Anayasa Mahkemesinin, Atatürk Orman Çiftliği’nde yargı kararlarının ygulanmadığıyla ilgili bireysel başvuruları, kişi yönünden yetkisizlik nedeniyle reddine ilişkin karar, Resmi Gazete ’de yayımlandı.
Başvuruda, kamu yararı temelli genel ifadelere yer verildiği ancak ihtilaf konusu meclis kararı ile uygulamaya geçirilen plan ve projeler nedeniyle bireysel olarak doğrudan maruz kalınan sağlık , mülkiyet, özel hayat gibi hususlara yönelik somut bir etkiden bahsedilmediği anlatılan kararda, şu ifadeler kullanıldı: “Buna göre, başvuruya konu meclis kararı ile AOÇ arazisi üzerinde uygulamaya geçirilen plan ve projelerin, başvurucuların güncel ve kişisel olarak doğrudan etkilediğinin başvurucular tarafından ortaya konulamadığı görüldüğünden başvurucuların mağdur statülerinin bulunmadığı anlaşılmaktadır. Açıklanan nedenlerle başvurucuların ihlale neden olduğunu ileri sürdükleri hususların mağduru olmadıkları anlaşıldığından, başvurunun diğer kabul edilebilirlik koşulları yönünden incelenmeksizin ‘kişi yönünden yetkisizlik’ nedeniyle kabul edilemez olduğuna karar verilmesi gerekir.”
Kararı değerlendiren Çevre Mühendisleri Odası Çevre Sorunları Araştırma Merkezi Başkanı Baran Bozoğlu, Atatürk Orman Çiftliği’yle ilgili mücadelelerinin süreceğini belirterek, şunları söyledi:
‘KABUL EDİLEMEZ’
“Öncelikle verilen kararın çok geç kalmış olması AOÇ’nin Anayasa Mahkemesi ’nde öncelik sıralamasında yer almadığına dair işaretler vermiştir.

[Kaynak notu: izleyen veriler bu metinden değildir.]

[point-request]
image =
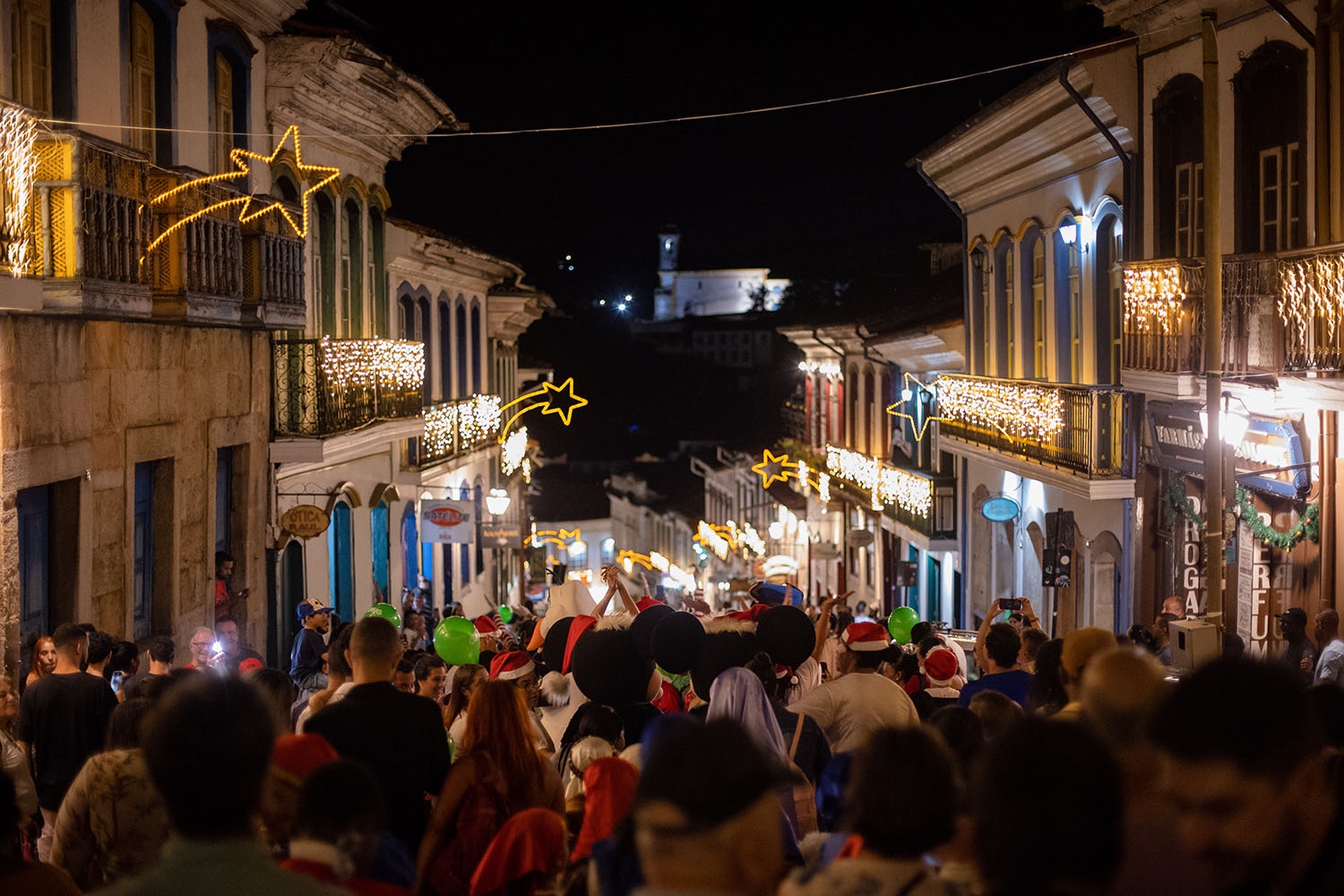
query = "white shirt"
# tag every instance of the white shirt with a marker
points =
(852, 707)
(1331, 665)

Kararda davaya konu belediye meclis kararı ile doğrudan sağlık, mülkiyet, özel hayat gibi hususlara yönelik somut bir etkiden bahsedilemeyeceği belirtilmiş ve talebimiz reddedilmiştir. Ankara’da yaşayan bireyler olarak ve Mustafa Kemal Atatürk’ün vasiyetinin sahipleri olarak AOÇ’de yaşanan talandan doğrudan etkilenmediğimizin belirtilmiş olması kabul edilemez.
‘MÜCADELEMİZ BİTMEYECEK’
Daha nasıl bir doğrudan mağduriyet beklenebilir? Ankara’da hava kirliliği artarken yaşam alanımızdaki 1. derece doğal sit alanı yok edilmektedir. Öte yandan bize emanet edilen topraklar bizden alınmış, AOÇ’ye ulaşımımız dahi engellenmiştir. Anayasa Mahkemesi’nin kararını Avrupa İnsan Hakları Mahkemesi’ne götürmek durumunda kalacağız. Anayasa mahkemesinin AOÇ’ye dair vermiş olduğu karar tarihe bir leke olarak geçmiştir. Toplumun doğadan ve Cumhuriyet değerlerinden kopartılmaya çalışıldığı bu kararla da somutlaşmıştır. Mücadelemiz bitmeyecek. Bütün hukuk yollarını kullanarak AOÇ’ye, vasiyete, doğaya sahip çıkmaya devam edeceğiz.”